脳施設からチベットの奥地まで、世界のダイエットを研究

 これを大きな転機として僕は「バイオハック」を、つまり「テクノロジーを利して体の内外の環境を変え、望むとおりに動くようコントロールする技術」を追求しだしたのだ。自分の健康をモニターして、気分に、見た目に、仕事ぶりに、人間関係や全般的な幸福にも影響している、隠れた変動要素を見つけ出すのだと思うと、ぞくぞくした。

 コンピュータのハッカーは、システムをじっくりと調べ、乗っ取るのに使えそうな小さな穴を一つ見つけ出しにかかる。そしてたいていは侵入できる穴が見つかるまで、可能性のある割れ目を一つまた一つと試していく。

 バイオハックを機能させているのも同じプロセスだ。僕は自分の身体的データを測定し、自分の体で実験して周辺のトラブルシューティングを図り、パフォーマンスに何が影響しているのかを観察していった。血液検査を行ない、副腎ホルモン検査でストレスレベルを測った。結果がまとまってから、脳機能回復の薬を服用し、サプリメントを摂取し、数え切れないほどのダイエットを試して、どれが効くか、どれが効かないか、それはなぜなのかを確かめていった。

 僕はカナダの森に隠されたブレインハックの非公開施設を、アンデス山脈のスピリチュアルな営みを、チベットの人里離れた僧院を、探索していった。
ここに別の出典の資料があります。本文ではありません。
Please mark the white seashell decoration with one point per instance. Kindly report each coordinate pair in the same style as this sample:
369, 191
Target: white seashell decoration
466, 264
 自宅のオフィスに脳電図(EEG)監視装置を設置し、心拍数変化というバイオフィードバック技法を用いる資格を得て、自分の神経系ストレス応答を制御する方法を学んだ。

 こうしたテクニックを駆使して自分の脳を熟知するにしたがい、実際口にしたものが体の生態と思考に直接影響することが明らかになった。生態しだいで頭脳と肉体のパフォーマンスも変わる。これらの装置でモニターして、頭脳のパフォーマンスをどの食品が高め、どの食品が台なしにするかを特定できた。

 これが「完全無欠(ブレットプルーフ)ダイエット」の始まりだ。さまざまな条件で実験をし、フィードバックを関連づけ、蓄積された入手可能な研究論文を読んでいくことで、減量、空腹感、エネルギーレベルに対して、炎症、毒素、ホルモン、神経伝達物質、腸内バクテリアその他の多くの要因が果たしている複雑な役割が見えてきた。

 こうした発見の多くは、世に出ない研究誌に載ったきりで広く利用されてこなかったものであり、僕自身の緻密な観察と、他のバイオハッカーに共有された観察の結果でもある。

 得られた発見は意外だったが、おかげで1日0.5キロずつ減量でき、前より元気になったうえ、パフォーマンス、回復力、集中力が驚異的にアップした。僕は体と脳にきちんとエネルギーを届ける方法を、また同じくらい重要なことに、機能を阻害するものを人生から取り除く方法を学んだのだ。